The linear motors 15a and 15b are arranged with their pole surfaces near asymmetrical to the plane of the strip 20 in the gap 15c. The metal strip 20 itself may extend so that it is as wide as the armature of the inductor cog of the linear motor units 15a and/or 15b at a maximum. The surfaces of the linear motor units 15a and 15b are advantageously provided with a protective layer 50 to protect the inductor. The linear motor units are approximately 3 to 5 m in length. A path for maintaining the temperature for example to carry out quenching and tempering treatment can extend alongside each unit for example in a cooling channel or heating channel 52 or 54.

The construction of the travelling wave furnace 15 is such that it would be possible to thread the strip 20 through the gap 15c by the operation of the travelling wave furnace itself. In addition the S-shaped roller unit 14 makes it possible to transport the strip up to the gap 15c from where the centering within the gap is undertaken by the travelling wave itself.

As shown in FIG. 4 the high speed unit heating unit according to the invention enables the width of the strip to be uniformly and speedily heated. In a test example, an aluminum strip 2 mm in thickness and 200 mm in length was conveyed through a travelling wave at a velocity of approximately 18 m/min. The travelling wave itself moved at about 60 m/sec. The heating temperature was measured and registered at three points over the width of the strip by means of temperature measuring devices. The schematic representation shown in FIG. 4 indicates that the width of the strip was uniformly heated within a very short time.
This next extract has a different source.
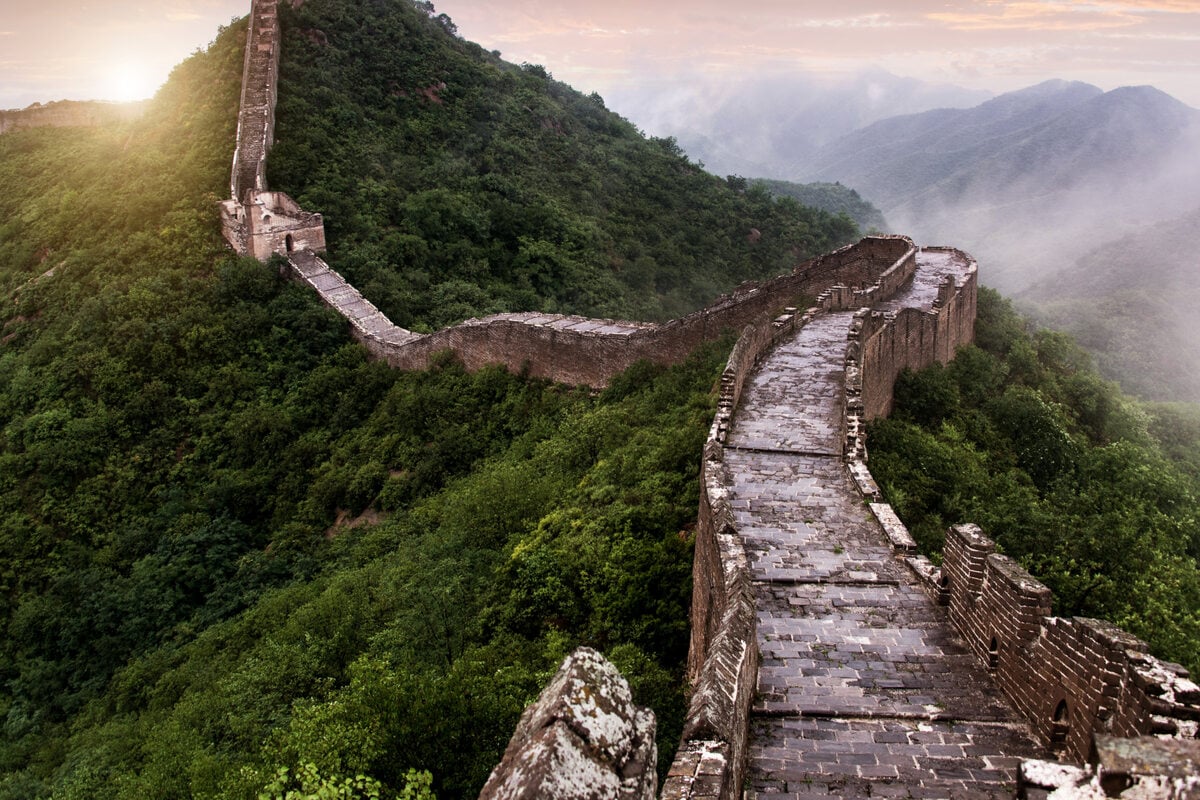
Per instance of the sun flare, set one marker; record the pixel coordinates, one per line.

The total time of heating up from room temperature up to 420.degree. amounted to approximately 13 seconds.

While a specific embodiment of the invention has been shown and described in detail to illustrate the application of the principles of the invention, it will be understood that the invention may be embodied otherwise without departing from such principles.

Claims

1. A process of treating metal strips using a linear electric motor with spaced apart motor elements, comprising directing the metal strip into the space between the motor elements while the motor is operated to produce a traveling wave in the space, and advancing the strip without contact therewith at a velocity greatly reduced with respect to the velocity of the linear electric motor wave so as to produce a slippage between the strip and the wave meant to heat the strip as it is advanced while said traveling wave is moved at a velocity of more than 40 m/sec with respect to the velocity of the metal strip.
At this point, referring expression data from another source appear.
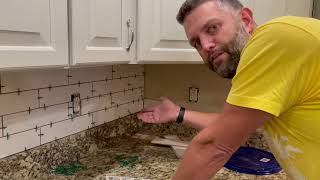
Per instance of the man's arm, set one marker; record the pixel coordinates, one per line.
(214, 145)
(167, 111)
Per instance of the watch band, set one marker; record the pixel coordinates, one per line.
(181, 115)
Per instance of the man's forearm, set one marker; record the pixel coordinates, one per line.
(205, 156)
(199, 120)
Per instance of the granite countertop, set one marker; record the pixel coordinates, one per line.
(148, 161)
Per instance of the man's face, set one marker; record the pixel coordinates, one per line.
(218, 36)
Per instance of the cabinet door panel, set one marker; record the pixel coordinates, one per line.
(33, 33)
(265, 10)
(100, 32)
(160, 37)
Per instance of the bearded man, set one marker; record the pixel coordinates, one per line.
(275, 71)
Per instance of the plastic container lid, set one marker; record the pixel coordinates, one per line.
(253, 161)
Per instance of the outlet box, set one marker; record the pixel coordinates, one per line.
(76, 104)
(193, 94)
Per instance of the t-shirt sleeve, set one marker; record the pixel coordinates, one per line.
(268, 69)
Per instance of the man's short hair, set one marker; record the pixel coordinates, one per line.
(190, 5)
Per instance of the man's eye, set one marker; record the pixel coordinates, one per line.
(197, 45)
(213, 29)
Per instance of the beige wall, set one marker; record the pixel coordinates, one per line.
(173, 81)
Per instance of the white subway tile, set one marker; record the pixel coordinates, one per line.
(65, 128)
(95, 104)
(33, 79)
(37, 118)
(102, 117)
(136, 106)
(89, 74)
(18, 142)
(63, 94)
(11, 103)
(99, 88)
(117, 85)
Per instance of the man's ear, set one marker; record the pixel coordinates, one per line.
(247, 18)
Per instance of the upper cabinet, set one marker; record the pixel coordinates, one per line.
(103, 31)
(45, 33)
(33, 33)
(160, 37)
(264, 10)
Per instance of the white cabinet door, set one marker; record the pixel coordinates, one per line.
(265, 10)
(33, 33)
(102, 31)
(160, 37)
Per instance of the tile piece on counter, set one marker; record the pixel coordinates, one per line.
(122, 178)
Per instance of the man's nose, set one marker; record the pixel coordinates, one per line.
(207, 45)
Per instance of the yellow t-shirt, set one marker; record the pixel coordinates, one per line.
(279, 73)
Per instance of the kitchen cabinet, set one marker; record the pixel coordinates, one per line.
(264, 10)
(41, 33)
(103, 31)
(33, 33)
(161, 39)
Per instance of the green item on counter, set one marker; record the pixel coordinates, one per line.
(69, 169)
(127, 161)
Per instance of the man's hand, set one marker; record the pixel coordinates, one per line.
(164, 112)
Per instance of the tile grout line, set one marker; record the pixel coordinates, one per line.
(52, 123)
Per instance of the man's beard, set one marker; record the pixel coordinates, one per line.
(234, 48)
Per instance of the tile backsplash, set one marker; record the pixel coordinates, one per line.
(36, 107)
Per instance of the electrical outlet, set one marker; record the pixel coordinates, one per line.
(76, 104)
(193, 94)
2. Process for heating metal strips continuously, in particular non-ferrous metal strips, comprising heating the metal strip continuously without contact, by passing said metal strip at a velocity of from 5 to 300 m/min through an electromagnetic traveling wave working in the direction of the strip with a slippage with respect to the velocity of said traveling wave to effect heating of the strip as it is advanced, and adjusting the temperature of said metal strip by adjusting at least one of the synchronous velocity of the traveling wave and the voltage of the traveling wave.

3. A process according to claim 1, wherein a non-ferrous metal strip is employed and the travelling wave is adjusted to provide a specific tension effect when the annealed area of the strip is below the high temperature strength of the strip.

4. A process according to claim 3, wherein the strip is an aluminum strip.

5. A process according to claim 1, wherein the temperature of the strip is varied by varying either the velocity or voltage of the travelling wave.